Our cities have become key arenas in a primarily market-driven globalization process, a process that primarily unfolds in circumstances and at the mercy of protagonists with little or nothing to do with planning and design. The sweeping decisions of multinational companies, individual consumer preferences, ecological disasters, international politics, cultural differences, and other phenomena associated with globalization render very unrealistic the idea that collective action or even design might be able to steer urban development. Cities are widely regarded as “non-planable” entities that can be observed but only barely influenced, let alone designed. Both an urban politics perspective and design as an intentional and political practice are menaced not only by neoliberal and neoconservative forces but also by the “post-planning” approach taken by progressive planners and urban researchers. In such an approach, criticism of urban inequalities or injustice is interpreted as the failure to grasp the complexity of contemporary urban landscapes—an argument supporting the current de-politicization of the city by private companies and neoliberal government policies.

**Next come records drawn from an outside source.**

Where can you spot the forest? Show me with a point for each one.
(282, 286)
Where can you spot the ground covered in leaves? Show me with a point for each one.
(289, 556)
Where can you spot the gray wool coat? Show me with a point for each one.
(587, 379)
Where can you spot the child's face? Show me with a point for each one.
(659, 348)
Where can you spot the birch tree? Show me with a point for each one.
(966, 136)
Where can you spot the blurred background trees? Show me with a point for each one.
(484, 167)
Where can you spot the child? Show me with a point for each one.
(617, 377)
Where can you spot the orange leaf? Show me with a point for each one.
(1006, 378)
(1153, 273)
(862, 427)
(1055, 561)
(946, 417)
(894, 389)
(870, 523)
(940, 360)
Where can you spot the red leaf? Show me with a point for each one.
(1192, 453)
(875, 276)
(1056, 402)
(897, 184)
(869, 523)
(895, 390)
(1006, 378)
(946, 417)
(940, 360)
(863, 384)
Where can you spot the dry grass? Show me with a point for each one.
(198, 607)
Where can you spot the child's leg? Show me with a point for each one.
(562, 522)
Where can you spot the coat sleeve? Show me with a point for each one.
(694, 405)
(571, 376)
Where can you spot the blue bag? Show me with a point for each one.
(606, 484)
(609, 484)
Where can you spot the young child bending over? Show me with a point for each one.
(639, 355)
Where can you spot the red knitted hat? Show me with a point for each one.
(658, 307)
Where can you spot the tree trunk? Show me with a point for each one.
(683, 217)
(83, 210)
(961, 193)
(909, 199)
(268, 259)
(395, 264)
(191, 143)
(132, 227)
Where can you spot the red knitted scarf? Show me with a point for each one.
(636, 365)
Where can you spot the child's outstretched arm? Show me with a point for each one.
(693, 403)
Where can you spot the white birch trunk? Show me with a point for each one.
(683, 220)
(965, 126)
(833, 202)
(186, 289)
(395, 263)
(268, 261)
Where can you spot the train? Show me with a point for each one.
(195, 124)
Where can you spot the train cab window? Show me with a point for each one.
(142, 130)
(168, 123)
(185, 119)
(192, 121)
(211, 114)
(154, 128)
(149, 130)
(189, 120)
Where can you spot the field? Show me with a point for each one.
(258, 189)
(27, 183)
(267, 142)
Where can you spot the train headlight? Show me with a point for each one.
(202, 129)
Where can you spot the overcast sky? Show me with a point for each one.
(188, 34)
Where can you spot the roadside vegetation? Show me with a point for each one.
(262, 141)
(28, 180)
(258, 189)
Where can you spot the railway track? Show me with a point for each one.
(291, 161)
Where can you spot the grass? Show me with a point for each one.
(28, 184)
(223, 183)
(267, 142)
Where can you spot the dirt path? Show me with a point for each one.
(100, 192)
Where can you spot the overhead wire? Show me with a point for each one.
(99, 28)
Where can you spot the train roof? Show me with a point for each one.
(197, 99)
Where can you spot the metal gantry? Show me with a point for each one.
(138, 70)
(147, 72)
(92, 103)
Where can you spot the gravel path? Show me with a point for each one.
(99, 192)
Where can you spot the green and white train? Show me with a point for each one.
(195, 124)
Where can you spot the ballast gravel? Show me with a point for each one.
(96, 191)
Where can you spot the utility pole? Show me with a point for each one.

The law of supply and demand has become the primary force in urban development, blocking any urban policy. Particularly in the urban context, this leads to a post-political situation, in which spaces of democratic engagement are swallowed up by an ongoing radical economization and de-politicization of social space—a process that does not seem to have been interrupted by the current global economic crisis. Even though it is still unclear whether the crisis serves to accelerate or modify these tendencies, it is necessary to discuss how the crisis of neoliberal ideology may simultaneously be an opportunity to imagine urban concepts that challenge the primacy of economic maneuvers.

From being strategic sites for the implementation of neoliberal policy, cities may possibly become a new political arena for experiments in democracy—and thus require a new design. Designers continue to hold back with criticism and proposals, but the time has come to redefine the role of design in a social city—and to take action. Design in the context of cities could redefine itself as a search for an alternative urban practice, beyond the techniques and the ideology of crisis-ridden, late-capitalist urbanism. For it is precisely in the field of design, which has hitherto seen only a cautious approach to urban issues, that one finds unexplored potential for an intentional (re)design of space.

Premised on a substantive retreat of the state and the surrender of social interests to market forces, the constitution of cities have become strategic spaces for the implementation of neoliberal logic. Cities are not just victims of a takeover but are at the same time actors, since neoliberalism as a practice is embedded in the urban context; it always takes place in national, regional, or local contexts and relies on their respective institutional and political parameters, local regulatory practices, and political controversy. This context-relatedness also explains, for example, the “revival of the local” that occurs at the very moment when allegedly uncontrollable supra-national transformations are underway.